Bild: Sexuelle Gewalt wird von vielen Frauen ertragen.
HANNOVER taz | Immer mehr Frauen zeigen Sexualstraftaten bei der Polizei
an. Dies geht aus der zweiten großangelegten Dunkelfeldstudie hervor, für
die das niedersächsische Landeskriminalamt (LKA) im Februar und März 2015
mehr als 20.000 BürgerInnen befragt hat. Demnach wurden 2014 5,9 Prozent
aller körperlich ausgeführten sexuellen Übergriffe aktenkundig. Im Jahr
2012 waren es dagegen nur 4,1 Prozent – eine Steigerung von mehr als 43
Prozent.
Allerdings erfährt Niedersachsens Polizei damit noch immer nur von jedem
17. Sexualdelikt. „Sexuelle Gewalt wird von vielen Frauen schlicht
ertragen“, sagte SPD-Landesinnenminister Boris Pistorius bei der
Vorstellung der Studie (siehe Kasten) in Hannover. Insgesamt gaben 2,6
Prozent der befragten Frauen, aber nur 0,3 Prozent der Männer an, allein im
Jahr 2014 Opfer sexueller Gewalt geworden zu sein.

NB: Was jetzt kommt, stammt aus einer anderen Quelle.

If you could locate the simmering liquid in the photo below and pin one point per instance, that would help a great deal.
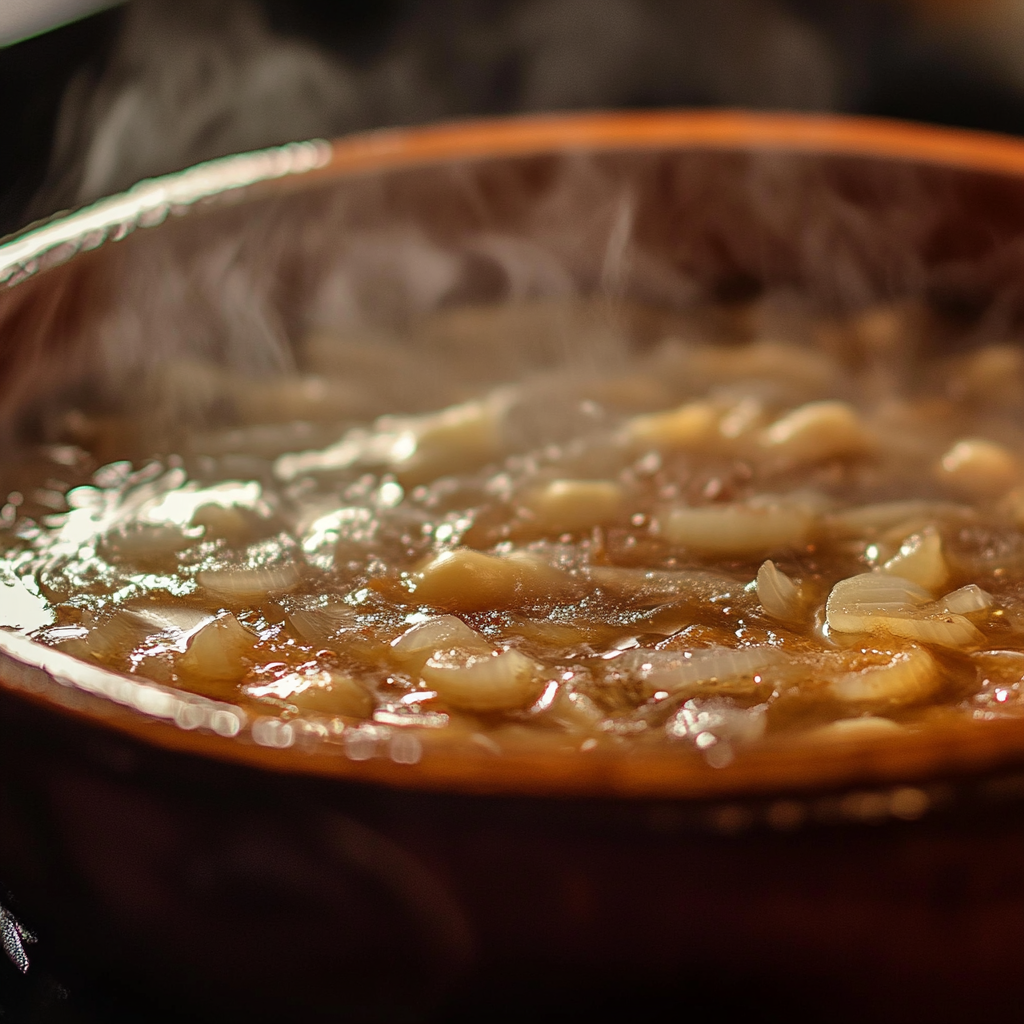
(705, 546)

Viel zu oft werden sexuelle Übergriffe „nicht als Unrecht“ bewertet und
deshalb auch nicht angezeigt, so Pistorius. „Dabei haben wir ausdrücklich
nach physischer, nicht nach verbaler Gewalt gefragt“, betonte Hartmut
Pfeiffer, Leiter der Kriminologischen Forschung und Statistik im LKA,
gegenüber der taz.
## Gravierendes Vermeidungsverhalten
Auf die Frage, warum sie keine Anzeige gestellt hätten, gaben 51 Prozent
der Opfer an, die Tat sei „nicht so schwerwiegend“ gewesen. 42 Prozent
meinten, sie hätten die „Angelegenheit selbst geregelt“.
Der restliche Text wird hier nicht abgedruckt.